You know, it’s nice having a dog. If not for her I’d still be in constant solitude, still living at my old apartment, and being constantly depressed. I was thinking about that the other day, how empty I’d feel if she didn’t exist. She happily greets me when I get home, we play together… It’s nice having this little being around. She’s a little troublemaker, but I love her so.
Thinking of last year until now, it’s been quite a ride. I’m no longer the socially weird girl with bad anxiety; I’ve become one step closer to being the person I’ve always wanted to be and it’s largely due to getting professional help. I’m calm, rational, and happier than I’ve ever been.

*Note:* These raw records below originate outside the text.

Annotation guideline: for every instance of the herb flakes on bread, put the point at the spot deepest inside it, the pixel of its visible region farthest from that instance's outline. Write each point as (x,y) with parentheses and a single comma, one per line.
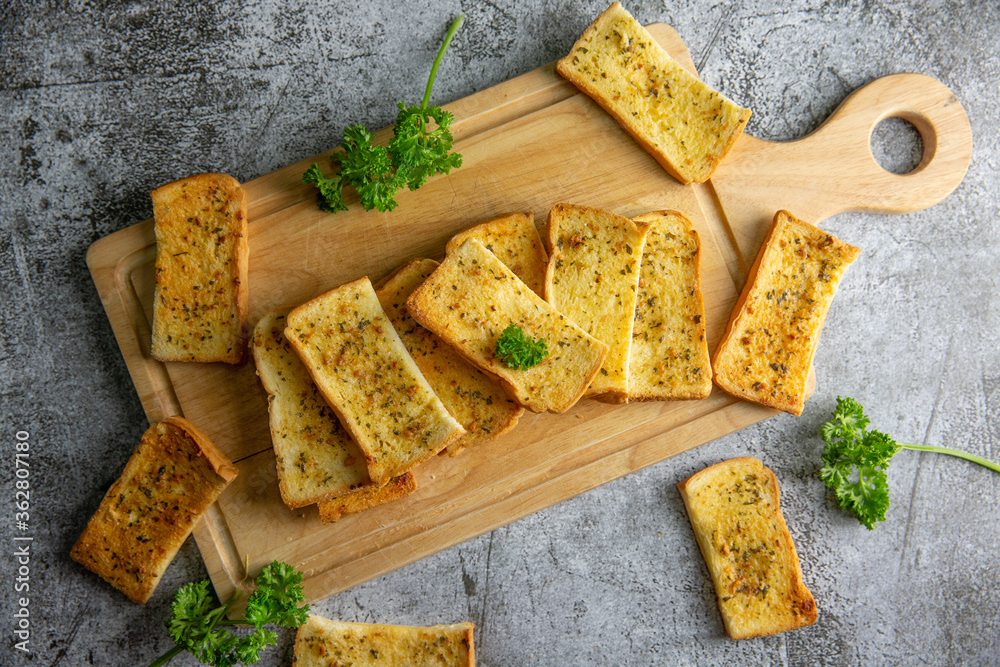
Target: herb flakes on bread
(736,516)
(316,457)
(366,497)
(200,290)
(592,278)
(514,239)
(669,352)
(321,642)
(683,123)
(366,375)
(769,343)
(472,297)
(170,480)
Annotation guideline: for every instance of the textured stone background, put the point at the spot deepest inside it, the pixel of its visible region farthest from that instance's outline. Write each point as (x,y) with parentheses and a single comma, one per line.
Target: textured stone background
(101,101)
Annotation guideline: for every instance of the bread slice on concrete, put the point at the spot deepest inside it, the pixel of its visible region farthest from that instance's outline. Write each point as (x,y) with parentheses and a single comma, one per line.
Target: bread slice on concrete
(477,400)
(317,459)
(514,239)
(768,345)
(366,375)
(684,124)
(593,278)
(170,480)
(735,512)
(472,298)
(669,352)
(200,289)
(365,497)
(321,642)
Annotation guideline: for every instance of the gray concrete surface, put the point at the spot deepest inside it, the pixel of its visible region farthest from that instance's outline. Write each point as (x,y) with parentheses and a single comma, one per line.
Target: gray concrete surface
(101,101)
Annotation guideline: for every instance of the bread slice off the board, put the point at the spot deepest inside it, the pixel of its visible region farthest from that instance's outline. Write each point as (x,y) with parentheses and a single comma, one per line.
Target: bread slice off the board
(365,497)
(173,476)
(769,343)
(472,297)
(514,239)
(321,642)
(683,123)
(477,400)
(593,278)
(316,457)
(669,352)
(366,375)
(200,284)
(735,512)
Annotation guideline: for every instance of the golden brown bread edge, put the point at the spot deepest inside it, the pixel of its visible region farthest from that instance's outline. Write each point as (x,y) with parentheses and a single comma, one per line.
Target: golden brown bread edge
(132,557)
(800,596)
(596,95)
(241,258)
(427,319)
(738,313)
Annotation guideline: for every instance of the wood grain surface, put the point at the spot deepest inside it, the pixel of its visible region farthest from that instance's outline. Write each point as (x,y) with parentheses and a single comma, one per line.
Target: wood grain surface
(528,143)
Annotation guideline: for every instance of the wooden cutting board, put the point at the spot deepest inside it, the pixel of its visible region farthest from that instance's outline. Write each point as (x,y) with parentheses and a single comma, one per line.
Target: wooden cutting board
(529,143)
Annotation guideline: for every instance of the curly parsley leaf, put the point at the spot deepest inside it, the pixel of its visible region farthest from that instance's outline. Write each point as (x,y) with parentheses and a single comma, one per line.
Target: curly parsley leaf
(418,151)
(331,197)
(420,148)
(855,460)
(519,351)
(199,627)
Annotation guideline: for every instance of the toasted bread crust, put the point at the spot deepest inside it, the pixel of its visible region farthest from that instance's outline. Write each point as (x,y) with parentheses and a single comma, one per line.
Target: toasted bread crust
(734,507)
(366,497)
(684,124)
(477,400)
(366,375)
(201,291)
(514,239)
(321,642)
(772,335)
(472,297)
(316,458)
(669,352)
(173,476)
(592,278)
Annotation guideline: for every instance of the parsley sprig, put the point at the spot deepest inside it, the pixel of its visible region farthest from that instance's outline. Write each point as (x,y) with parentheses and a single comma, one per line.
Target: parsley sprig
(420,147)
(519,351)
(199,627)
(855,460)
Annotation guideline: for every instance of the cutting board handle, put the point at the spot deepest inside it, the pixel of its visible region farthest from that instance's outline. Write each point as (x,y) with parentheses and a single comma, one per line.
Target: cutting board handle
(841,147)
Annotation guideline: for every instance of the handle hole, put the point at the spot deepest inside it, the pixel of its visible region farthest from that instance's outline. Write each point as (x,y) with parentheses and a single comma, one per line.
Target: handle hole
(896,145)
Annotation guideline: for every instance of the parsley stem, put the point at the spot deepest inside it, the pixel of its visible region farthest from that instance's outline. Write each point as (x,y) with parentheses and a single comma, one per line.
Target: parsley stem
(437,61)
(954,452)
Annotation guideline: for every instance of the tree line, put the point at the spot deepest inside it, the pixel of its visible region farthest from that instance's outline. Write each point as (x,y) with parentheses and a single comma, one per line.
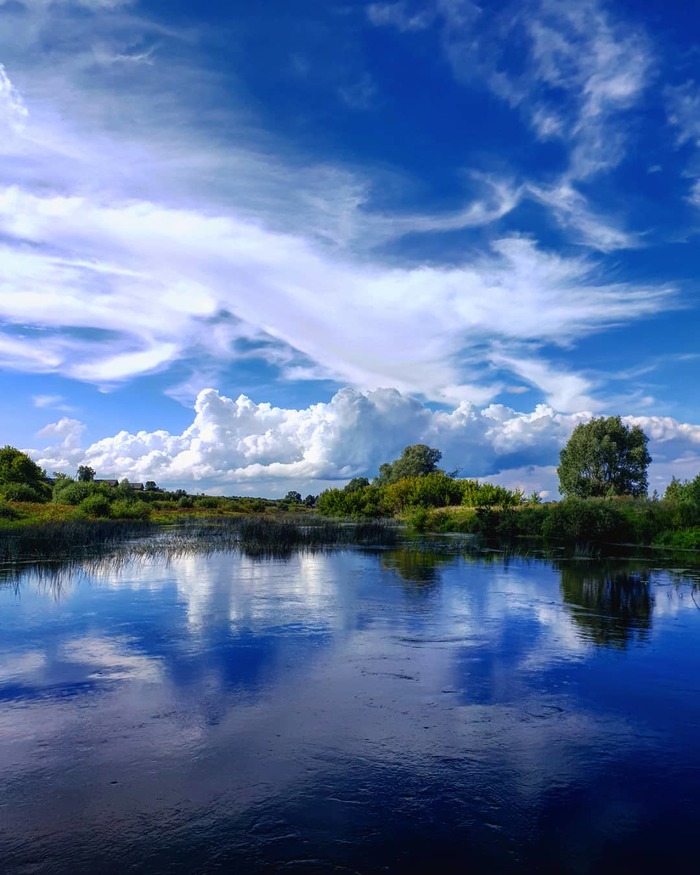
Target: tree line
(602,477)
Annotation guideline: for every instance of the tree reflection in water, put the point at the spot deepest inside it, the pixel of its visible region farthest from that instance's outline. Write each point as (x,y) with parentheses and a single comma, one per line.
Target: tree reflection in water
(418,566)
(611,605)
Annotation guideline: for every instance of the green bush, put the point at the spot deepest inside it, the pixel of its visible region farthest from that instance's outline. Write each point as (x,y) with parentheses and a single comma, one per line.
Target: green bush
(578,520)
(684,539)
(123,509)
(208,502)
(22,492)
(95,505)
(7,512)
(71,492)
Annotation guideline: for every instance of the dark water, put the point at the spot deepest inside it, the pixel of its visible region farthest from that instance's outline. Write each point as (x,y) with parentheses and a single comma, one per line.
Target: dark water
(351,712)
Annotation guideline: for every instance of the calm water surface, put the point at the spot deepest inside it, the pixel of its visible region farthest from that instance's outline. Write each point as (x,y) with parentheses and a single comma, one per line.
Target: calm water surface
(350,712)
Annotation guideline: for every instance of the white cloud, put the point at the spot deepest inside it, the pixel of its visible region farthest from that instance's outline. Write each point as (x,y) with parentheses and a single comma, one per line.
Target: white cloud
(161,284)
(683,108)
(241,446)
(694,196)
(397,15)
(13,112)
(57,402)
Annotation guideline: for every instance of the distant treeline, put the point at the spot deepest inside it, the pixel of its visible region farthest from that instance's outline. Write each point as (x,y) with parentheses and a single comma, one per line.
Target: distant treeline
(438,503)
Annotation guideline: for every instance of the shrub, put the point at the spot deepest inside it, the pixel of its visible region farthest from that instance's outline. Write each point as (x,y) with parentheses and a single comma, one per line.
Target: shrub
(95,505)
(209,502)
(70,492)
(7,512)
(123,509)
(585,521)
(22,492)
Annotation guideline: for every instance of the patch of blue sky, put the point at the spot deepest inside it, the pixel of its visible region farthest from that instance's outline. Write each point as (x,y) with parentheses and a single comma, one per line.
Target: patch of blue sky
(492,205)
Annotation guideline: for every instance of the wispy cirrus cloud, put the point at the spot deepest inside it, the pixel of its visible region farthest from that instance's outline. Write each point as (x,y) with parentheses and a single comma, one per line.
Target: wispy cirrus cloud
(134,240)
(579,71)
(190,276)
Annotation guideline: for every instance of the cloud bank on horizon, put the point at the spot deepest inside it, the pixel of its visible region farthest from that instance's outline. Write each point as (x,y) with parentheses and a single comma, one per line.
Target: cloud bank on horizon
(465,205)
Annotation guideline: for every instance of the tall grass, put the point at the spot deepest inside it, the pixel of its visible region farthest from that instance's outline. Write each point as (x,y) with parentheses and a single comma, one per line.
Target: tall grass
(81,543)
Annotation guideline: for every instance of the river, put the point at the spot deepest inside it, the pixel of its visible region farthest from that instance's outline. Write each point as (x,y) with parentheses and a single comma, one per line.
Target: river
(350,711)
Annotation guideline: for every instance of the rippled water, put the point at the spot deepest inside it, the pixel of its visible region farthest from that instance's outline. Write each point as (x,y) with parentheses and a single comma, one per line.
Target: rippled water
(391,711)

Earlier this month I officially started my own little venture. So most of the paperwork is completed – just waiting for a few bank and state papers. This is a huge fantasy come true should it be profitable. But, as exhilarating as it is, you know how they say 9 out of 10 start ups fail? I’ve come into this realizing that it will most likely fail; if it succeeds I’d be very surprised. The problem I’ve ran into is securing enough capital and that my products are more of a novelty than it is a necessity…
Since starting this little boutique of mine, I’ve stopped buying luxuries and have focused on how to better utilize my money – no more clothes, coffees, lunches, etc. Instead the focus has shifted to being more fiscally responsible.
Anyway, that’s what I’ve been up to. Will report back with progress.
I have to get this off my chest because it’s been bothering me so. Friday K came over to inspect the damage on the car. While and after examining the car, he said some condescending things to me, though I can’t remember what exactly was said. His tone and attitude was demeaning, and as he rambled on, a little voice in my head said “this is going to be your life”.
Things happen, that’s life. I felt bad enough about the situation and yes I understand how upsetting something like that could be. But the way he spoke to me was not helping. It was almost degrading, humiliating. This situation kind of eyeopening because he seemed calm and level-headed a few days prior. And now the only thing swirling in my head is “thank goodness we didn’t have more shared items”.
I’m done crying over him and will not let myself fall into that lifestyle.
I did some damage to my boyfriend’s/my future car and it’s left me feeling down. Mainly because it’s the only real nice thing I have and because it wasn’t intentional. I feel so awful about it.